I worked on a project recently highlighting findability issues with unstructured content and the need for appropriate tagging using values from a controlled vocabulary.
At the heart of this project was Digital Asset Management (DAM), a rapidly growing area as more multimedia content is being distributed online, particularly for marketing purposes. The inherent problem with digital assets is the potentially large amount of information about what a piece of content is but the lack of information describing what that content is about. Unlike other content, which may contain text or be located with surrounding textual context, digital assets do not typically contain text, especially any which is structured for discovery by search engines. Any textual and searchable elements must be associated to digital assets through the use of metadata. Metadata describing what the content is, including attributes like video length, number of pixels, and file size, can be associated to the content and is often automatically attributed through business rules.
What the asset is about, however, is not inherent. It must be associated to the content either manually or automatically by loading the content once business rules have been thought out and established.
This can be established for single format assets, but things get a little more complicated when content can be assembled from “pieces” which may or may not share common values once reassembled into something new.
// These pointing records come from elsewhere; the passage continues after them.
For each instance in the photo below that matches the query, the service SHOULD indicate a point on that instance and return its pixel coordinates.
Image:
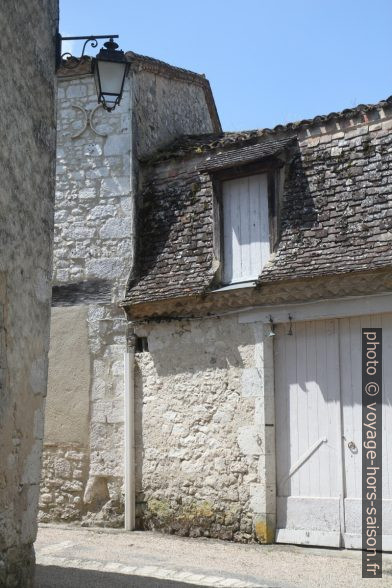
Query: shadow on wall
(57, 577)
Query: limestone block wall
(27, 155)
(203, 400)
(92, 257)
(97, 181)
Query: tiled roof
(189, 144)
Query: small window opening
(141, 345)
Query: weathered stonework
(205, 390)
(201, 440)
(97, 180)
(27, 153)
(64, 471)
(334, 219)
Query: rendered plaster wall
(27, 152)
(204, 457)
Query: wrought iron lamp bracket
(73, 61)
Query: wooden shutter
(246, 243)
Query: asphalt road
(74, 557)
(59, 577)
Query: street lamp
(109, 66)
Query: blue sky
(268, 62)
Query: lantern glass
(110, 70)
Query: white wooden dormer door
(246, 243)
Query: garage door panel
(307, 427)
(318, 392)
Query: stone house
(262, 254)
(225, 401)
(98, 156)
(27, 156)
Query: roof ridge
(208, 141)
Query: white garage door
(318, 431)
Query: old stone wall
(201, 394)
(92, 256)
(97, 169)
(27, 154)
(334, 208)
(166, 107)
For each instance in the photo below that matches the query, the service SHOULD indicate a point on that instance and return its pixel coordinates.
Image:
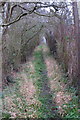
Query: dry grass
(55, 75)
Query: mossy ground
(40, 90)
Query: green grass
(45, 110)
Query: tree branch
(34, 35)
(56, 15)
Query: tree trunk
(77, 38)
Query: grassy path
(39, 90)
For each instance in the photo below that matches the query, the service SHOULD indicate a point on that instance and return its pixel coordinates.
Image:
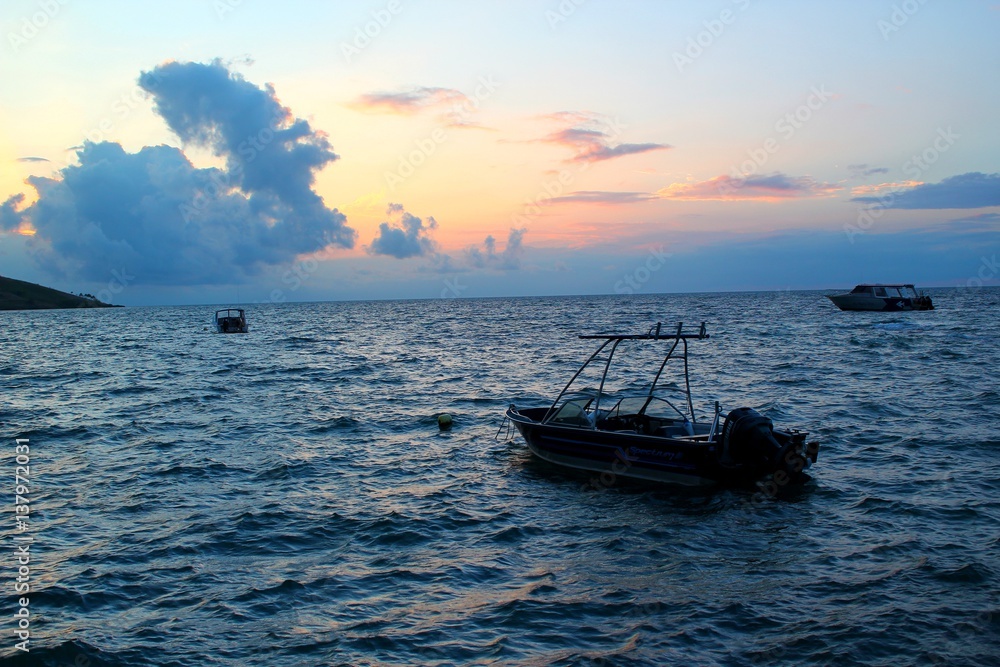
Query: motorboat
(653, 434)
(231, 320)
(882, 297)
In other words, what an asset is about may change once it is combined with other elements to form a new and unique asset.
An additional challenge with digital assets is versioning. Digital assets are frequently large and high-resolution, requiring a lot of storage space and management as versions are created and retained. Since digital assets are expensive and time-consuming to create, reuse and repurposing is common, leading to multiple versions and formats of a single beginning asset.
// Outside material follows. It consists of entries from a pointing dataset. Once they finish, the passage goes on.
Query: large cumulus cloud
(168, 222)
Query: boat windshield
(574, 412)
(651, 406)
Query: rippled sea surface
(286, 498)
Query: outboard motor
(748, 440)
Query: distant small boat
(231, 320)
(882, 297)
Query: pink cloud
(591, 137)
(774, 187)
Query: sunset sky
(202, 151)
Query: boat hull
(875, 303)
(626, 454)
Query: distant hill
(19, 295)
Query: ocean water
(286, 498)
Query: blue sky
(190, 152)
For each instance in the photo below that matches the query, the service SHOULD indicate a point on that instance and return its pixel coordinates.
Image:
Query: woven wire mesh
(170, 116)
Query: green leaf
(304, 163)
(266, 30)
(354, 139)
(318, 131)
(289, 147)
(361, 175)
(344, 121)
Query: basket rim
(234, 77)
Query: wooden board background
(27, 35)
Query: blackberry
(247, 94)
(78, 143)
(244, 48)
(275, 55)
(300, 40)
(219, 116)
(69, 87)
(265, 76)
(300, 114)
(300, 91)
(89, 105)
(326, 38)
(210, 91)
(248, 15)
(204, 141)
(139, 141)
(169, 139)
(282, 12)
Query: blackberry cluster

Though not the single answer to the challenges of DAM, a controlled vocabulary of descriptive terms used in association with common metadata attributes can help to manage the versions and combinations of assets from creation to reuse to final storage or disposition. Since there is no, or very little, textual context for digital assets, the descriptive vocabulary can be tailored to fit existing assets and those to be created, creating uniformity in description and a basis for honing search for asset location.
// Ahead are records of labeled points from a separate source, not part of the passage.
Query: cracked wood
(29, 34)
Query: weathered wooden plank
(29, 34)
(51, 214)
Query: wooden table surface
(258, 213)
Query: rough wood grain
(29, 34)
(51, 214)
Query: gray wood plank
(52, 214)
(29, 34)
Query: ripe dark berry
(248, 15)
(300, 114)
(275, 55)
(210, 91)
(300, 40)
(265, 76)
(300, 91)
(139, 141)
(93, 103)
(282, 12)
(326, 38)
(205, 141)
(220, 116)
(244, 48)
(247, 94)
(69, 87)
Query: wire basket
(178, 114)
Tagging assets with terms from a controlled vocabulary provides the descriptive metadata used for tracking and locating assets. Some of the takeaways from a recent DAM project address the above challenges and how taxonomy values would assist with DAM.
The most difficult aspect is how to index what a digital asset is about. Stock photo companies, such as Getty Images, have indexers with established rules and controlled vocabularies in order to provide searchable context for images. The same can be done in any organization but requires an established controlled vocabulary to use for tagging and training of subject matter experts who do the indexing and tagging of content. The SMEs should have common guidelines about controlled vocabulary application to assets to provide consistency.
What we found in our project was multiple and potentially far-flung asset creators uploading assets and tagging with no rules and no controlled vocabulary. Centralized tagging provides the most control over application of terms, but decentralized tagging can be streamlined by creating fixed dropdown values for content tagging or centralized review and retagging of submitted assets.
Another challenge is the “parts is parts” nature of digital assets. Unlike assembling text from multiple sources, assembling multiple assets into a new and unique creation which itself will be versioned, tracked, and stored can lead to a disconnect between the tagging of the parts and the tagging of the whole. Retaining metadata for the individual assets within an assemblage retains the original context, but an additional round of tagging should be applied to the final product to capture the change in function. For example, we encountered assets which had been created in parts for reuse but were all fused into a final 30-second commercial. Those individual elements could be reused in other contexts. Both the elements and the combined whole should have applied terms.
Asset versioning is really a function of the tools used to track and store digital assets. However, applying controlled vocabulary terms early in the asset creation process will also assist with locating individual versions of assets as the content changes. For example, the first draft of an asset should have applied to it the necessary core metadata elements such as date of creation and author. Additionally, the content and context of what the asset is about should also be tagged. As the message of the asset changes in subsequent versions, so too will the terms describing what the asset is about. This retagging will help to clarify and track changes to assets over time.
Controlled vocabulary is just one aspect of managing digital assets, but if done in conjunction with a DAM project, the tracking of assets can be managed before volume and versioning issues cost more time and money to fix later down the line.